By Corey Licht, Esq. on December 28, 2012 | Last updated on March 21, 2019

Score one for organized labor.

On Thursday, the California Supreme Court upheld state labor laws granting union members the right to picket in front of privately owned businesses. The ruling reverses a 2010 decision by Sacramento's 3rd District Court of Appeal that found the laws unconstitutional.

The case stemmed from a 2007 picket by members of the United Food and Commercial Workers Union. The union encouraged shoppers to boycott a Sacramento College Square Foods Co. supermarket because its employees weren't unionized.

By 2008, Ralphs, the owner of the store, had reached its breaking point and went to court to try to remove the picketers. The trial court denied Ralph’s motion for a preliminary injunction, finding that "[t]he evidence did not establish that the Union had committed any unlawful act, or that it had threatened to do so."

The Court of Appeal reversed and remanded the case to the trial court with instructions to grant the preliminary injunction. The appellate court stated that the entrance areas of the store were "not designed and presented to the public as public meeting places," and therefore didn't constitute a public forum under the state Constitution's liberty of speech provision. In turn, Ralphs could limit the speech allowed on the premises, it concluded.

The Court of Appeal also held that the Moscone Act and section 1138.1 of the Labor Code were unconstitutional because they give speech about labor disputes greater protection than speech on other issues, violating the First and Fourteenth Amendments of the Constitution.
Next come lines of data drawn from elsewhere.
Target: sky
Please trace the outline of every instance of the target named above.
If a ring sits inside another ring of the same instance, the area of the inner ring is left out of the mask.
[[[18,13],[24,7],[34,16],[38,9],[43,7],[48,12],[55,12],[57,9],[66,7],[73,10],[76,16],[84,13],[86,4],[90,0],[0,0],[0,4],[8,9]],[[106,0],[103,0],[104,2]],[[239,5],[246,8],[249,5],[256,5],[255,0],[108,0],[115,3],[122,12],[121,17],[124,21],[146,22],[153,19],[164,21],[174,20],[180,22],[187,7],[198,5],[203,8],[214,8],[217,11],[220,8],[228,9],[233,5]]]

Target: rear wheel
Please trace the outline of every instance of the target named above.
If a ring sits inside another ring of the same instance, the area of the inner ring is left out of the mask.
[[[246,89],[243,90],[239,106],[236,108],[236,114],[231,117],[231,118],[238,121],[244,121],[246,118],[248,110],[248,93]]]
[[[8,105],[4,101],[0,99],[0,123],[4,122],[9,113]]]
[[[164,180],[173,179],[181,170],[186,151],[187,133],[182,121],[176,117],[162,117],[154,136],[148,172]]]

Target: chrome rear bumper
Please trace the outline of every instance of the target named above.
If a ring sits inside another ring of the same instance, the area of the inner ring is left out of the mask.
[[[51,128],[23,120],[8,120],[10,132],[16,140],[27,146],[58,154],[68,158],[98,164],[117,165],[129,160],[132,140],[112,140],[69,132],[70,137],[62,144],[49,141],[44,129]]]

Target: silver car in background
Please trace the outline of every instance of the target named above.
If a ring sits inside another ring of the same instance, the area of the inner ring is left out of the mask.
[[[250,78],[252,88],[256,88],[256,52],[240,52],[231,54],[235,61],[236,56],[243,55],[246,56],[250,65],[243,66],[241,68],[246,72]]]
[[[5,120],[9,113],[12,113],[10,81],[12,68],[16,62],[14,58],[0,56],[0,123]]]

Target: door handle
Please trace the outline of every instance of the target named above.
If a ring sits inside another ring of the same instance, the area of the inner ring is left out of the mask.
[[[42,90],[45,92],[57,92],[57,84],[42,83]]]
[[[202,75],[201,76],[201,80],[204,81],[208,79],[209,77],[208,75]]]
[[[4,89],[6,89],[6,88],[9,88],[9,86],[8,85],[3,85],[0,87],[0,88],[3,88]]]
While the California Supreme Court agreed that the store's entryway was not a public forum, it disagreed about whether the Moscone Act and Labor Code section 1138.1 are unconstitutional. Both are state laws protecting unions' right to picket on the privately owned area outside of a business.

The court noted that the decisions of the United States Supreme Court regarding speech regulations generally don't require absolute content neutrality, but instead require that content-based regulations be "justified" by legitimate concerns. According to the court, the state laws were justified by the state's interest in promoting collective bargaining to resolve labor disputes, the recognition that union picketing is a part of the collective bargaining process, and an understanding that the area outside of a target business is "the most effective point of persuasion."

The court concluded by stating that state and federal laws may single out labor-related speech for particular protection without violating the Constitution. Union workers across the state can breathe a sigh of relief.